Chung’s agent, Young Song, confirmed through an interpreter that Il Mi noticed the mistake while signing the ball. Benz realizes he should’ve said something right away on No. 18 and “learned a big lesson.”

The accidental switch occurred in the fairway on the 18th hole after both players hit their drives on the same line as the flag, roughly 10 yards apart. Ahn’s caddie was out in front of the group and put her bag next to the first ball. Benz and Chung stood off to the side, discussing their plan for the approach while Ahn missed the green right. Chung walked to the other ball, without Benz, to hit her second shot onto the green.

On the putting surface, Benz noticed the same red dot to the right of the Titleist name, but thought Chung had switched from a No. 1 to a No. 6 three holes before. Now she was putting with a No. 1, and the word Titleist was not colored in, her usual marking.

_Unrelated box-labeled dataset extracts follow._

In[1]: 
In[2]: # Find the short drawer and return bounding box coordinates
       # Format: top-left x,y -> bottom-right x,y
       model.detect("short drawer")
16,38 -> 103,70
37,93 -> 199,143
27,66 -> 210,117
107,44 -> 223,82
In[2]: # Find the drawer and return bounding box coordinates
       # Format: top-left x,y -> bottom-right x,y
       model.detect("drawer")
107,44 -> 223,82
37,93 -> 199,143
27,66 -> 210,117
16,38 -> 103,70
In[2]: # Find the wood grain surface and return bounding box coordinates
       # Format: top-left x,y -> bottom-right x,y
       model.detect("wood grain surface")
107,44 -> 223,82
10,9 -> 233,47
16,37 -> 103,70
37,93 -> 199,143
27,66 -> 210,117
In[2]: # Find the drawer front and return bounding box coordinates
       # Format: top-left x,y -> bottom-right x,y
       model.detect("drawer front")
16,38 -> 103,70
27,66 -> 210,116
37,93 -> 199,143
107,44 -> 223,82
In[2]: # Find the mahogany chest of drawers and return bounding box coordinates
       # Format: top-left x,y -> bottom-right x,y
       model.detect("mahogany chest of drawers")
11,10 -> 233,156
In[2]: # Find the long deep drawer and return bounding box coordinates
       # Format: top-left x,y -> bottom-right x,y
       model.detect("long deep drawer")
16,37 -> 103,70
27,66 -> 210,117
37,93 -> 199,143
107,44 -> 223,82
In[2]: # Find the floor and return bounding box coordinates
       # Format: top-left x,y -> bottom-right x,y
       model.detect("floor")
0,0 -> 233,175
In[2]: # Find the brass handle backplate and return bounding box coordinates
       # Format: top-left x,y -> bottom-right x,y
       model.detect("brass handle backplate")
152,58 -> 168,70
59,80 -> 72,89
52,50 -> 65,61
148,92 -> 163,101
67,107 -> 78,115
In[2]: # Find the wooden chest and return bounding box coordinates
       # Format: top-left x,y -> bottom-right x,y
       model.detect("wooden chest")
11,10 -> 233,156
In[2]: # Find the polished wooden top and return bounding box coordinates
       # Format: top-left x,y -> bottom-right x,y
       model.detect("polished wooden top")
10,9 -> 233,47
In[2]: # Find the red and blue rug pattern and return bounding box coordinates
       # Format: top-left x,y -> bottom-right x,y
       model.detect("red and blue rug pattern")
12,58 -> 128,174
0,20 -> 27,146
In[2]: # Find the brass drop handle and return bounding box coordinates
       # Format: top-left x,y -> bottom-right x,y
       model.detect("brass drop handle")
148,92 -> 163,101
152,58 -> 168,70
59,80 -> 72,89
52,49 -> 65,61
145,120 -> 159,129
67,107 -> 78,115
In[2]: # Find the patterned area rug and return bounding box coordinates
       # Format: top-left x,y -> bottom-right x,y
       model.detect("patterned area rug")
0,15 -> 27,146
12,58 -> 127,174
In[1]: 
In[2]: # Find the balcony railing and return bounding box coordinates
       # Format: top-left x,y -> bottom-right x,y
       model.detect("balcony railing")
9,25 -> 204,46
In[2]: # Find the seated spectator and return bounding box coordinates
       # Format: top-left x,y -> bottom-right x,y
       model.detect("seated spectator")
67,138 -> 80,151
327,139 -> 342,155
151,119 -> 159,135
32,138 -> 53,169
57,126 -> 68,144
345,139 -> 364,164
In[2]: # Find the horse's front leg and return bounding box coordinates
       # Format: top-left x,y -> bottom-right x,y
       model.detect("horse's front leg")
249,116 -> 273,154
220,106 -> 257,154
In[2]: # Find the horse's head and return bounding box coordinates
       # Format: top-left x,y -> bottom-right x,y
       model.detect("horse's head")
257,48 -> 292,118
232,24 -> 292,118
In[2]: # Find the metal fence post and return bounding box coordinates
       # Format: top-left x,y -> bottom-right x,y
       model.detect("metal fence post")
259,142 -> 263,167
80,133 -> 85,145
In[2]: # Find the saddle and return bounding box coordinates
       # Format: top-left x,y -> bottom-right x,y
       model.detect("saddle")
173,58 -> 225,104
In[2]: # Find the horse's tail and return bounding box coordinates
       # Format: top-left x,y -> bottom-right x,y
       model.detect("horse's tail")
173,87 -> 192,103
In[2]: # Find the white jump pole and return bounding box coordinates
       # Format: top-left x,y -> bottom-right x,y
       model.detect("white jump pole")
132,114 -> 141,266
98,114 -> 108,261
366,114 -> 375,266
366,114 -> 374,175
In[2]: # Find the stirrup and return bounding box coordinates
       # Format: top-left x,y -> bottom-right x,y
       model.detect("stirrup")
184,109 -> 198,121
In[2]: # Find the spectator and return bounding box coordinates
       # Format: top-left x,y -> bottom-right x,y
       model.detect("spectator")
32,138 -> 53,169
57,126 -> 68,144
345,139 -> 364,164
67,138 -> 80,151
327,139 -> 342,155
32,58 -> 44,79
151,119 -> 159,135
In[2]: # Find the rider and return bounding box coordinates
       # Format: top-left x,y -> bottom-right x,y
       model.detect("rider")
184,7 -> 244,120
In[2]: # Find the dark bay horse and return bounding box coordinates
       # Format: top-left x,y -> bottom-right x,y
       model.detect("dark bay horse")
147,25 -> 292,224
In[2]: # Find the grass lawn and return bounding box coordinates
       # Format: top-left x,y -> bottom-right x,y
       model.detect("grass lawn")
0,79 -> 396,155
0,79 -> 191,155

“When did (the players) know?” Benz asked rhetorically. “It’s unknown.”

Chung signed for a 4-over 76, and Ahn a 72. The LPGA interviewed Chung on Monday morning. Asked about a possible cover-up, LPGA spokesman David Higdon said: “We are going to look closely to see if there’s any truth to it.”

Messages left by Golf360 with Ahn’s agent were not immediately returned. Her caddie also could not be reached. Chung, the oldest Korean player on tour at 38, was named a nonvoting member of the LPGA Player Director Board in 2009.

Ahn, 25, won the 2003 CJ Nine Bridges Classic before joining the tour and was the ’04 Louis Suggs Rolex Rookie of the Year. Song said the incident has shaken his player. “She’s really upset about this.”